Showing Vulnerability is Important: I know, I know, we’re parents, we’re supposed to be the leaders, the ones setting an example, but that never meant we needed to be “perfect”- we didn’t stop being human the second we became a parent. One of the things I learnt early on is that my daughter needed to see me as real as possible, within context- I didn’t want to build a wall between her and me, making her believe that she couldn’t come to me with her thoughts and feelings, because I was unrelatable. I want her to feel comfortable to broach ANY subject with me, especially because I could possibly help her avoid some of the same pitfalls I encountered. Sharing lessons and experiences helps us to bond, but also allows her to see that I lived, survived and had stories to tell and well…had a life before she came along.🤣 In all seriousness, as part of my daughter’s bedtime routine, I read her a book, we watch a mommy approved music video and then we talk about anything she’d like to talk about for a few minutes.
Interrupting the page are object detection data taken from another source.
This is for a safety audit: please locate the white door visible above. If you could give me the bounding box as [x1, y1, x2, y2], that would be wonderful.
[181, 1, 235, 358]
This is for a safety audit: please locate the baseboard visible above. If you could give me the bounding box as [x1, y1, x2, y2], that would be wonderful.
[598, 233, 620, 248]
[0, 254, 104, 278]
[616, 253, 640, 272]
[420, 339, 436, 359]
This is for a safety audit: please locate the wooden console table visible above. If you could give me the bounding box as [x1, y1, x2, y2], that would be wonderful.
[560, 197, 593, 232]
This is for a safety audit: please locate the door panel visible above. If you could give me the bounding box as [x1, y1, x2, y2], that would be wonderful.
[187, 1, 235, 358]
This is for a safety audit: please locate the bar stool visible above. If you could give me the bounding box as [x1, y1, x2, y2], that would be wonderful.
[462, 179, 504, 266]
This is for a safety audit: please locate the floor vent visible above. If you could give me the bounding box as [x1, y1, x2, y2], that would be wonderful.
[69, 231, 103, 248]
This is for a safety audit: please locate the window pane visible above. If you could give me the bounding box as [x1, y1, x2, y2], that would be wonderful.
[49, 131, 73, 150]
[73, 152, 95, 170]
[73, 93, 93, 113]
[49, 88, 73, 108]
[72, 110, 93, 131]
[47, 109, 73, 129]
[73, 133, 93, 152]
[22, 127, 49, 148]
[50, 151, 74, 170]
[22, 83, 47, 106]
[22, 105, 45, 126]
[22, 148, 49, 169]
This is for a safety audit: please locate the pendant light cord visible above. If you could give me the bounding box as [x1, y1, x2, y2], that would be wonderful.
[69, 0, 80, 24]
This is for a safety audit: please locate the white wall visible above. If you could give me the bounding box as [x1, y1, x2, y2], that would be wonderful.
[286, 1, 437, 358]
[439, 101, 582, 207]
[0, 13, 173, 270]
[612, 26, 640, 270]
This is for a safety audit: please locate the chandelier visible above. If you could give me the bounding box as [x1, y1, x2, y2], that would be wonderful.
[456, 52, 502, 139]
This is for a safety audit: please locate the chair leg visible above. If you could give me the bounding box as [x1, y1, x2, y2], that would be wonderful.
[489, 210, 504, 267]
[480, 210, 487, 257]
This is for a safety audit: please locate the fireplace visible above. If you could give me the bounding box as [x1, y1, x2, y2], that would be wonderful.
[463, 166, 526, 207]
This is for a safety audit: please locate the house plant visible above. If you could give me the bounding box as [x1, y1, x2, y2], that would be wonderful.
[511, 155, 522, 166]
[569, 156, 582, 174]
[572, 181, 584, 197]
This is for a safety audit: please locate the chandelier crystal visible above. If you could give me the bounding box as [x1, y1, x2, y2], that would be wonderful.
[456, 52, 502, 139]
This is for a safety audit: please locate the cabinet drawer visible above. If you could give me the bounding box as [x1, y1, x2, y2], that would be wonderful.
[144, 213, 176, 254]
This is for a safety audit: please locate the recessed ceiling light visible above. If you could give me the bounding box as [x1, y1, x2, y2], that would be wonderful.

These are the moments when surprisingly have very deep and thought-provoking conversations. It’s also when you realise just how much goes on in their little minds.💕
Connect With Your Inner Child: Life can be hard and we have so many responsibilities, I KNOW, but at the same time, it will not kill you to have fun with your kids. These are memories which do not cost a thing and will literally leave a lasting mark on them for LIFE! I can still remember the Friday game nights we used to have as kids and the Sundays we spent sitting at the table together doing homework as a group. So, get down on the floor and build that pillow fort, colour with them, make up stories together; it really is important, but also it will definitely serve as a distraction from adulting and Lord knows we need that!
Follow Through on the Endless Threats: If you’re like me, you spend 80% of your day making threats in order for them to do anything! At some point, you will need to follow through on the threats you make, in order for them to understand just how serious you really are! My daughter hates getting in trouble, the very thought of it gets her upset- which works in my favour, but every once in a while I have to actually punish her even if she is upset or cries her sad tears. Those are the worst because it pulls at my heartstrings- I don’t like a sad kid, but it also allows them to ponder their actions and in the end, taking time to think things over can’t be a bad thing; plus bonus, you get a break!
Give That Extra Cuddle: My daughter has a tendency to stall when it comes to bedtime, she could be speedy all day, then the second you tell her to get ready for bedtime…her clock S…L…O…W…S down. I know her tactics because she will try the sitting on the toilet extra long, brush every individual tooth and just as I kiss her goodnight she will ask for an extra kiss or cuddle. That’s after her 5 kisses, 5 cuddles, 5 snuggles and 5 nuzzles (1 for every year of her life) and sometimes it’s easy to snap at her and say stop wasting time its bed time! But, I usually check myself before I get there because when I take a step back and look at it from another viewpoint, she will not be this small forever, and in a few years, I will be looking back wishing I had hugged her just that bit longer. At the end of the day, there is always time. Take it, life is far too short!